78.8% – 10lbs 4oz – Viking 2-Row Pale Malt (3.1 SRM)
10.6% – 1lbs 6oz – Great Western White Wheat Malt
10.6% – 1lbs 6oz – Flaked Oats


Boil: 60min – 0.25 oz CTZ [17.00 %] – 16.1 IBUs
Boil: 15min – 1 Whirlfloc Tablet + 1 tsp Wyeast Yeast Nutrient
Boil: 5min – 1.25 oz Amarillo [8.90 %] – 7.7 IBUs
Boil: 5min – 1.25 oz Citra [14.50 %] – 12.5 BUs
45 Minute Whirlpool 185f – 1.50 oz Amarillo [8.90 %] – 1.7 IBUs
30 Minute Whirlpool 185f – 1.50 oz Citra [14.50 %] – 2.2 IBUs
Dry Hop: 5 days – 2.50 oz Amarillo [8.50 %]
Dry Hop: 5 days – 2.50 oz Citra [12.00 %]
Dry Hop: 5 days – 1.00 oz Simcoe [13.00 %]


Imperial Organic Yeast A20 Citrus


Sacch rest – 60 min @ 150 F


Fly Sparge 4.60 gallons 170f


Filtered Philadelphia Tap water.

The commercial batch actually had an OG of 1.056 since John’s pitch of Conan achieves 80%+ AA and finished at 1.007, but the above is how I brew the recipe on a homebrew system.

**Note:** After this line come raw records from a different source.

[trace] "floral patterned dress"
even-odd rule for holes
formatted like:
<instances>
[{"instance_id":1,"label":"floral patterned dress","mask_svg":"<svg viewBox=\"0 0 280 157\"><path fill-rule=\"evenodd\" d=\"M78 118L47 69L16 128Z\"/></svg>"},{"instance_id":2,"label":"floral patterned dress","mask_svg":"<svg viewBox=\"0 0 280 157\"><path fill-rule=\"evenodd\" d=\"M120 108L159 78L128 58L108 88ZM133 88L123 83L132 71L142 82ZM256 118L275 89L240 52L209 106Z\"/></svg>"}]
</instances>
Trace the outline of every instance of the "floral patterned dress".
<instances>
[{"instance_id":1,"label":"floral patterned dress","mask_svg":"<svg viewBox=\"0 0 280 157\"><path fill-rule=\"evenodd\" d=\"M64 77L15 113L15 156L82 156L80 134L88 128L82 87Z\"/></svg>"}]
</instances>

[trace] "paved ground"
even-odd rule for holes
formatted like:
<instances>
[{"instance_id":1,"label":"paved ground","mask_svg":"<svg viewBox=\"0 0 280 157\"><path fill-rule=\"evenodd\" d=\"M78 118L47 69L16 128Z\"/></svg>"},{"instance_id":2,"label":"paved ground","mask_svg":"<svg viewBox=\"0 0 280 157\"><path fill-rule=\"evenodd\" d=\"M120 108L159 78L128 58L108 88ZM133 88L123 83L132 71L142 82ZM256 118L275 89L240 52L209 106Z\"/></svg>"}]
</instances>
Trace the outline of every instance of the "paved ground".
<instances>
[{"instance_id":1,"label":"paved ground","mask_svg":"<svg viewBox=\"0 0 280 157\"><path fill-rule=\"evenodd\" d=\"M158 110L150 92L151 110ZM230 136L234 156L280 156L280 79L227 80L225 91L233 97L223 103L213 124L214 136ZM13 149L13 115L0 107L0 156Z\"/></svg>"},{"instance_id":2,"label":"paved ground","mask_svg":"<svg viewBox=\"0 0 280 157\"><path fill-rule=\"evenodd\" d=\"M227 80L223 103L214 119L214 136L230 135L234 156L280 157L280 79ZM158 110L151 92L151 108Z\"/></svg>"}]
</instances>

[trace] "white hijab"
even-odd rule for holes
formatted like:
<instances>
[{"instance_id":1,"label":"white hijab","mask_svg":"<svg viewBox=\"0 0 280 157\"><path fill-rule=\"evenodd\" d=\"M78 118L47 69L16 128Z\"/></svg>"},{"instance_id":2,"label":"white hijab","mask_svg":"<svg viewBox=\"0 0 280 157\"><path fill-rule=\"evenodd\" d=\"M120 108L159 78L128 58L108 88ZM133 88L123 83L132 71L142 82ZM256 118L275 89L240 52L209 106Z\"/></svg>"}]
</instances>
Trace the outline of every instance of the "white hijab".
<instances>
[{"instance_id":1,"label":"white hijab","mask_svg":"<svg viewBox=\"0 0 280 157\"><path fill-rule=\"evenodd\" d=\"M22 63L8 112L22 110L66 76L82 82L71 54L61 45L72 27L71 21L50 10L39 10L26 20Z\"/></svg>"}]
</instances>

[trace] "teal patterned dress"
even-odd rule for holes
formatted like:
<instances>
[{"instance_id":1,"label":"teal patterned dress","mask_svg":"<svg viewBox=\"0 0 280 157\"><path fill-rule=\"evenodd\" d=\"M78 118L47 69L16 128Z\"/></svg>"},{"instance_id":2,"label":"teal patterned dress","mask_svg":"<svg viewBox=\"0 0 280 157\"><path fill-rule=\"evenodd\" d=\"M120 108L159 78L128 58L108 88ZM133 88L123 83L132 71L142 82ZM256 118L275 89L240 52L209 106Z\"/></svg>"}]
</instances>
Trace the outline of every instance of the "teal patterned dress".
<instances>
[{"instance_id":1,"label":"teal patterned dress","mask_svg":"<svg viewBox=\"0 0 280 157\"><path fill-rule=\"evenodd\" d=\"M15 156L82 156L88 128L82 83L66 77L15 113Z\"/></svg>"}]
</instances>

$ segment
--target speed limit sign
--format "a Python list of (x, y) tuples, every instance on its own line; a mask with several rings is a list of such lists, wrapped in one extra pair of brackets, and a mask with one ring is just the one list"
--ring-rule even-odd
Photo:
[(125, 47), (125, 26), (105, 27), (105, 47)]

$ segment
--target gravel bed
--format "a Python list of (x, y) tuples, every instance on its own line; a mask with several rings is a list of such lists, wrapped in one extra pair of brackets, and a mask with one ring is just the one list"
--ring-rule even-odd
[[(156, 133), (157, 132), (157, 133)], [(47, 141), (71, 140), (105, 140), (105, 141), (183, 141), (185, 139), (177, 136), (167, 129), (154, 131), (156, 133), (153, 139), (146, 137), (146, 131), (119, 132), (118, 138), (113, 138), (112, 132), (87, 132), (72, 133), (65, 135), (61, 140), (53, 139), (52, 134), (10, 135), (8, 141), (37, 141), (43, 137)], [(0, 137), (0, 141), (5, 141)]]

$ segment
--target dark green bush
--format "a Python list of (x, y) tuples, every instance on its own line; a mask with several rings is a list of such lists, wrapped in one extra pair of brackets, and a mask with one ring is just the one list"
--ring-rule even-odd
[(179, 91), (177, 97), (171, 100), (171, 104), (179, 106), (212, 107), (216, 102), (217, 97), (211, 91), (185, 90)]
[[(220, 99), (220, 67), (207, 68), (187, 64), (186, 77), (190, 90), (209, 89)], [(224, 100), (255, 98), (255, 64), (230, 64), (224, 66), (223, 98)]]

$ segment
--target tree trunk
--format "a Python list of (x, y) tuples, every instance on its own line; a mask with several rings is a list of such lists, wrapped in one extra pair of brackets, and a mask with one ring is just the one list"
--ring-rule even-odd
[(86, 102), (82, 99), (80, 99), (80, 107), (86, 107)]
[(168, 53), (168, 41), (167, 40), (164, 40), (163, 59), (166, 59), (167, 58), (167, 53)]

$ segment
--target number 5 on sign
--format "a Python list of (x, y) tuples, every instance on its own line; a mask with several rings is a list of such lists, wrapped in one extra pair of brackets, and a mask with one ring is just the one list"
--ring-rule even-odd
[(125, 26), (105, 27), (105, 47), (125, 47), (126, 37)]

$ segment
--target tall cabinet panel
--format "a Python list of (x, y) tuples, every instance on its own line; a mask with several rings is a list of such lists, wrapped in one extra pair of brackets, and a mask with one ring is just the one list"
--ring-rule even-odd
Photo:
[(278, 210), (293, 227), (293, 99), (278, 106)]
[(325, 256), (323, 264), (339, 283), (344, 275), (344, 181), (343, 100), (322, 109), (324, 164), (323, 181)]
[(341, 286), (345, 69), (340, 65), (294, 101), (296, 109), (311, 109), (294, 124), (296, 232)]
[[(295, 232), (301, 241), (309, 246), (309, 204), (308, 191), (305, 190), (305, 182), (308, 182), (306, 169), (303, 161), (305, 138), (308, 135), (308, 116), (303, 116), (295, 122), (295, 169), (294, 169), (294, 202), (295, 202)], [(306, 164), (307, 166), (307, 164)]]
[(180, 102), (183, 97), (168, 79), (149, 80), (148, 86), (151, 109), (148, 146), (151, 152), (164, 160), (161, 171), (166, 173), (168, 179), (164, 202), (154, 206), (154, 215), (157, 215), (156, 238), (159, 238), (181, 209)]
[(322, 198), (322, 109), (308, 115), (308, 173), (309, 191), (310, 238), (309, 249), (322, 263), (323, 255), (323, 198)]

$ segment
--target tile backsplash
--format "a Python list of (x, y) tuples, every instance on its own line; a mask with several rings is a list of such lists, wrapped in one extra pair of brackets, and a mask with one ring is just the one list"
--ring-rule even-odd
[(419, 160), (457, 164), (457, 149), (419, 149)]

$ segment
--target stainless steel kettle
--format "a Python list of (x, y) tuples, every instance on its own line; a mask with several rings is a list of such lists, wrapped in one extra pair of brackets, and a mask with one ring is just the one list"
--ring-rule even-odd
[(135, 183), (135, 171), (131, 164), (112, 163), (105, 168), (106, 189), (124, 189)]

5 gallons at home was pitched with 500ml of fresh “Brett” Trois slurry, ironically 2 days before the news broke that it may not be a strain of Brettanomyces. 13 gallons was pitched with my Tired Hands Emptiness culture, and racked into my 1-year-old Dad’s Hat barrel blended with 2 gallons of 1-year-old Farmer in the Rye.

The final 2 gallons was split into 1-gallon fermenters split with 2 brett blends that Richard from Mark of the Yeast. There will be a post on all of these variations as they materialize, with the barrel-aged version last of course.